Whether you’re looking for a natural escape or an all-inclusive resort vacation, or perhaps a little bit of both, St. Lucia has something for every type of traveler, all seasoned with the flavor of Caribbean hospitality. I opted to stay in an Airbnb since I was there for seven days I wanted to feel more at home and have access to all ameneties.

What To Do There?

  1. Dine At Big Chef

If you fancy trying something other than seafood or creole food, step into the classy air-conditioned dining room and indulged into quality imported cuts at St Lucia's favorite steakhouse. You'll have to change out of the shorts and sandals but it's worth it for a top-quality meal.

2. Island Mix Art Emporium


A bright waterside gallery featuring works by local artists and craftspeople. There is a good cafe on-site serving lunch, and Thursday evenings from 6pm to 8pm they have fish and chips.

3. Rodney Bay Marina


The state-of-the-art marina is the stomping ground of sailors. It contains a series of shops, restaurants, trendy bars and just about anything else a mariner might need. It’s a lovely place for an evening stroll among the floating village of yachts followed by a drink or bite to eat.

4. Take a Break at Marigot Bay


Soak in the sight of one of the prettiest natural harbors in the Caribbean, just five miles south of Castries. Daysail excursions along the island’s west coast all make a side trip into Marigot Bay just because it’s so lovely. Arrive on your own to hang around Capella Marina, ogle at the beautiful sailboats and yachts, enjoy a waterside lunch, toast the sunset, or have a classy dinner. A tiny ferry takes passengers back and forth across the bay to a tiny beach—the voyage takes a minute or so.

5. Watch Cocoa Pods Become Chocolate Bars 


Cocoa pods grow on trees all over the island. When ripe, the beans inside the pods are dried and processed into chocolate. The historic Morne Coubaril and Fond Doux plantations in Soufrière will show you exactly how that’s done. Nearby, Boucan by Hotel Chocolat, on Rabot Estate, takes the lesson a bit further with its “Tree to Bean” and “Bean to Bar” tours. You actually create your own chocolate bar(s).

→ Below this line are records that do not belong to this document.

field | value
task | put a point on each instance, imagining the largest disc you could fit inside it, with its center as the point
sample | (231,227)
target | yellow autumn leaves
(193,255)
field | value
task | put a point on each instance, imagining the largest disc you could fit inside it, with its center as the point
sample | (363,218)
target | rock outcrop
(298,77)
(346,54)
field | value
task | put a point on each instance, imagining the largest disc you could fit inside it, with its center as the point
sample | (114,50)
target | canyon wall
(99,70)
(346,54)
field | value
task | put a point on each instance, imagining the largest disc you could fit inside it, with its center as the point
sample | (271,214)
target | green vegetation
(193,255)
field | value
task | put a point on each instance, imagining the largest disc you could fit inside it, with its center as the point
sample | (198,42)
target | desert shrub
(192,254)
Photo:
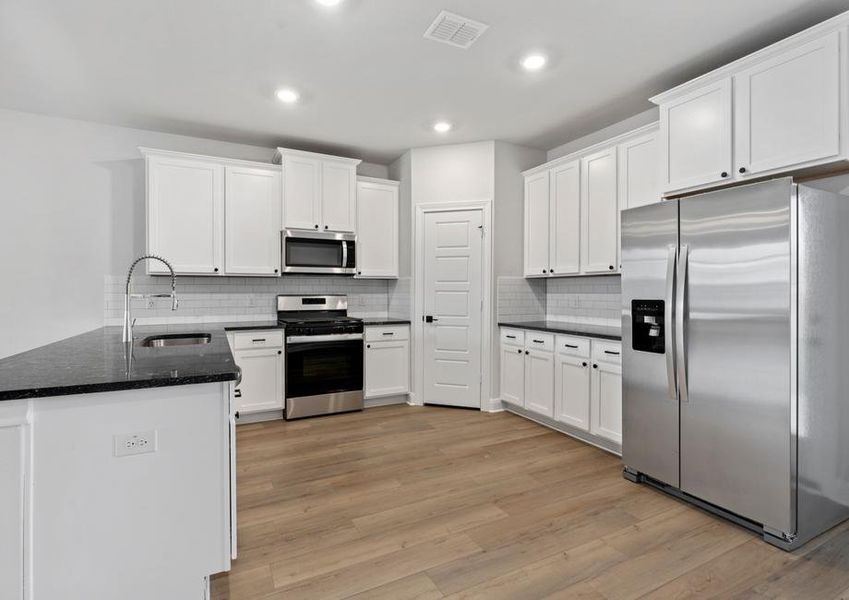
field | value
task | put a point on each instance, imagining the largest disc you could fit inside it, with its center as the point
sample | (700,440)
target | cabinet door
(513,374)
(251,217)
(262,380)
(185,212)
(338,196)
(565,221)
(787,109)
(606,402)
(536,225)
(599,212)
(301,192)
(387,369)
(638,171)
(12,517)
(377,230)
(539,382)
(695,138)
(572,391)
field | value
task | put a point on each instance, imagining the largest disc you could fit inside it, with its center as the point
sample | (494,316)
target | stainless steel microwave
(319,252)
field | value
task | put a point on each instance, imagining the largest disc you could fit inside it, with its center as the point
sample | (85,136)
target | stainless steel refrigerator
(735,324)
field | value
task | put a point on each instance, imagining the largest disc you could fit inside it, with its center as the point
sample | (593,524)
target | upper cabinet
(252,217)
(777,111)
(185,213)
(319,191)
(212,216)
(377,228)
(572,204)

6. Bathe in a Sulphur Spring 


While a “mud bath” at a spa is a rejuvenating experience for your skin St. Lucia offers a unique “natural” mud bath experience. Detoxify, heal, restore, tighten, and smooth your skin by taking a dip in the mineral-rich waters of the Sulphur Springs in Soufrière. Cover your body with the warm gray mud (wear an old bathing suit), wash off in the thermal pool.


7. Pigeon Island Beach


One of two beautiful beaches on the Pigeon Island National Landmark, a stretch of powdery white sand is a great spot to relax in the sun or get in a bit of snorkeling.

How To Get Around?

There are several ways to travel in and around St. Lucia.

  • Rent a car

  • Use the bus

  • Take day trips from your hotel

  • Hire a guide and taxi

Since I was by myself I decided to hire a taxi. My Airbnb host schedule a taxi for me for my airport pickup. My driver was so good! He made suggestions, told me about local customs and answered any questions I had about St Lucia

What Money is Used?

Everywhere accepts US Dollar or East Caribbean Dollar (EC). Doing this worked well because some of the smaller places in Castries market advertised their goods in the local currency, whilst others showed both prices and some only showed US Dollar. By having both currencies you can decide what you’d like to spend. 


What Language is Spoken?

The official language is English, but I heard locals speak a French based creole referred to as Patois. 

Are you ready to go to St Lucia? I hope this guide was helpful.